# Closed range theorem

Short description: Mathematical theorem about Banach spaces

In the mathematical theory of Banach spaces, the closed range theorem gives necessary and sufficient conditions for a closed densely defined operator to have closed range.

## History

The theorem was proved by Stefan Banach in his 1932 Théorie des opérations linéaires.

## Statement

Let $\displaystyle{ X }$ and $\displaystyle{ Y }$ be Banach spaces, $\displaystyle{ T : D(T) \to Y }$ a closed linear operator whose domain $\displaystyle{ D(T) }$ is dense in $\displaystyle{ X, }$ and $\displaystyle{ T' }$ the transpose of $\displaystyle{ T }$. The theorem asserts that the following conditions are equivalent:

• $\displaystyle{ R(T), }$ the range of $\displaystyle{ T, }$ is closed in $\displaystyle{ Y. }$
• $\displaystyle{ R(T'), }$ the range of $\displaystyle{ T', }$ is closed in $\displaystyle{ X', }$ the dual of $\displaystyle{ X. }$
• $\displaystyle{ R(T) = N(T')^\perp = \left\{ y \in Y : \langle x^*,y \rangle = 0 \quad {\text{for all}}\quad x^* \in N(T') \right\}. }$
• $\displaystyle{ R(T') = N(T)^\perp = \left\{x^* \in X' : \langle x^*,y \rangle = 0 \quad {\text{for all}}\quad y \in N(T) \right\}. }$

Where $\displaystyle{ N(T) }$ and $\displaystyle{ N(T') }$ are the null space of $\displaystyle{ T }$ and $\displaystyle{ T' }$, respectively.

## Corollaries

Several corollaries are immediate from the theorem.
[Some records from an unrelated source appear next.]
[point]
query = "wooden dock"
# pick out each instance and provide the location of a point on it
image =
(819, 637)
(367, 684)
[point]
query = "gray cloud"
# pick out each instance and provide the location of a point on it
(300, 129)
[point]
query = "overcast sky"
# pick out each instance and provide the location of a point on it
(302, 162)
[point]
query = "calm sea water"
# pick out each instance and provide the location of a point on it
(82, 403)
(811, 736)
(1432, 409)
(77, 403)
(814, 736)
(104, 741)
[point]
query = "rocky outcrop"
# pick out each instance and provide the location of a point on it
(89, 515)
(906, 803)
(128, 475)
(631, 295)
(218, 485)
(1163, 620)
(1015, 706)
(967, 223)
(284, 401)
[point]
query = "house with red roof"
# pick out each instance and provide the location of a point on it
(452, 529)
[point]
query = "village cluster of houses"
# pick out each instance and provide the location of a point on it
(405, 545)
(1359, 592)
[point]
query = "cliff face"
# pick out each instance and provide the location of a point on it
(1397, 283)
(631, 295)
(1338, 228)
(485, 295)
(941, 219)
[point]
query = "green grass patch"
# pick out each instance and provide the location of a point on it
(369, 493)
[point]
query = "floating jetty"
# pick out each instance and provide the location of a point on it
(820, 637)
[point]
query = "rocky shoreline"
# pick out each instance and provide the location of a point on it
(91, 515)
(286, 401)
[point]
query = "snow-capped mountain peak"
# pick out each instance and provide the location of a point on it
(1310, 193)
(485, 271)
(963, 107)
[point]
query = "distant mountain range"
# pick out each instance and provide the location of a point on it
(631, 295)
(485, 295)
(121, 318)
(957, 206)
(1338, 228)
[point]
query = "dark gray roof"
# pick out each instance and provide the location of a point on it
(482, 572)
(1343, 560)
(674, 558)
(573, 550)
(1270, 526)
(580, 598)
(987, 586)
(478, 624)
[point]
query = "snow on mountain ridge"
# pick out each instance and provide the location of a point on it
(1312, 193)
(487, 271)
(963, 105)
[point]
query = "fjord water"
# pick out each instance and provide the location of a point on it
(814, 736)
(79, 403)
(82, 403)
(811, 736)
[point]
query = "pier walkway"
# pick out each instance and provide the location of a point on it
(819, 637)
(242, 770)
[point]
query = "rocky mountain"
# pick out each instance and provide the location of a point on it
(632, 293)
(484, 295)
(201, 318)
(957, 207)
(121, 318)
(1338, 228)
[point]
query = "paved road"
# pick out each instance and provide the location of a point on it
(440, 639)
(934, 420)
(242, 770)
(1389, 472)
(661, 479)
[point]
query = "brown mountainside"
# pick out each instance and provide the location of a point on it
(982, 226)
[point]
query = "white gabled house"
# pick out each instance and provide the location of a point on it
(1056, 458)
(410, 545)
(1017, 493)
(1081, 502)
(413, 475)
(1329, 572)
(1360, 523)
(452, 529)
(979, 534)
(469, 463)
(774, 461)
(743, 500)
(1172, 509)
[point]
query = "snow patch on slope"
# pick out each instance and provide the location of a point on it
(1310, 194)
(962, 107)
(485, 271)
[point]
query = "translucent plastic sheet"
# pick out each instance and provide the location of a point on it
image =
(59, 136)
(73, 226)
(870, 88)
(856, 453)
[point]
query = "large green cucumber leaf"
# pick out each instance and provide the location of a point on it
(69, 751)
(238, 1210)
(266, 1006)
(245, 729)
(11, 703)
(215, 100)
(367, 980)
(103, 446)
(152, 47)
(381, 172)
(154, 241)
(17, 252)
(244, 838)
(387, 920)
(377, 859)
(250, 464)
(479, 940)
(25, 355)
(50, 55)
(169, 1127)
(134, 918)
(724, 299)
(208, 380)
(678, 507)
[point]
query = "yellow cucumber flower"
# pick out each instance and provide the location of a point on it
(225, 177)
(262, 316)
For instance, a densely defined closed operator $\displaystyle{ T }$ as above has $\displaystyle{ R(T) = Y }$ if and only if the transpose $\displaystyle{ T' }$ has a continuous inverse. Similarly, $\displaystyle{ R(T') = X' }$ if and only if $\displaystyle{ T }$ has a continuous inverse.